Technology and rationality have come to replace imagination in our modern age. Fitting for this time of the year, I watched a documentary today that scientifically and logically explained each plague that Moses brought down against the Egyptians. Most were interconnected and it all required the exact perfect storm, but each one was explainable. We can track storms, predict eclipses, cure an innumerable amount of diseases, talk to another person who lives thousands of miles away and this is all done with technology and rationale. But, let's face it: is that as fun as imagining that fairies exist or that spirits roam the forest? With all of our modern comforts and toys, many of us yearn for a more magical time when the simplest things inspired wonder and awe.

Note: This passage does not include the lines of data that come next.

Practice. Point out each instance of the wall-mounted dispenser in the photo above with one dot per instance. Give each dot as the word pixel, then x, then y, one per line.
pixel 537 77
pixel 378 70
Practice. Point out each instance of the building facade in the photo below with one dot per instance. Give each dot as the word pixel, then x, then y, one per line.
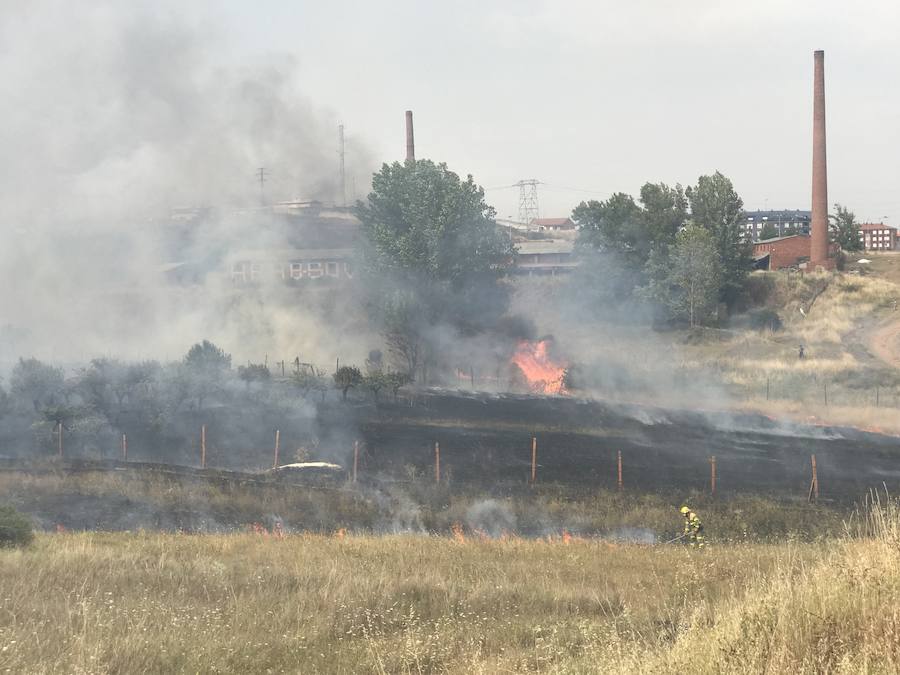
pixel 784 222
pixel 782 252
pixel 544 257
pixel 879 237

As adults, we generally use our imagination for the most boring and unproductive shit. As kids, our imagination added to our day and brought most of us happiness, while most adults use theirs to worry, me included. We stress creatively and imagine all of the things that could possibly go wrong in every situation, all the time. Most grown ups rarely use their imagination for anything productive and it merely adds to the ego and the mind's constant flow of generally useless thoughts that distract us from the present moment. Part of me questions if the imagination is simply an extension of the ego and the mind or if it's a tool of the soul to bring us closer to the Universe, God, and the Truth. In my current path, I'm trying to re-connect with my imagination in meditation and its power there is pretty respectable and humbling. I've witness a colored spectrum of me's that exist inside my soul and mind and I've had different experiences with each one. I've felt the healing power of a white light and I've been in near-trace states all thanks to my imagination during meditation, and this is what leads me to believe that meditation is the next logical evolution of imagination in adults.
Another part of me wonders if the stories and myths of old have to be replaced and if we need to retire the imagination to the deepest recesses of our minds at all. I keep referring to the stories of Christianity and Judaism to prove a point because people believe these stories today, even though they're pretty fantastic and mythical. Is it such a bad thing to believe that an ordinary guy could heal the sick or affect the weather in a massive way? Or that one's being chased by monsters in the forest or that angels are watching over us? I've noticed that effectively wielding my imagination brings fun into my life fairly easily. It's pretty obvious that even as far as our technology and science have come, we haven't quite figured everything out just yet. Pretending and maybe even thinking and feeling that a creature, whatever it may be, is kneeling next to me while I meditate in the woods makes me feel more connected to it all, and I think that's all that really matters, logic and rationale be damned.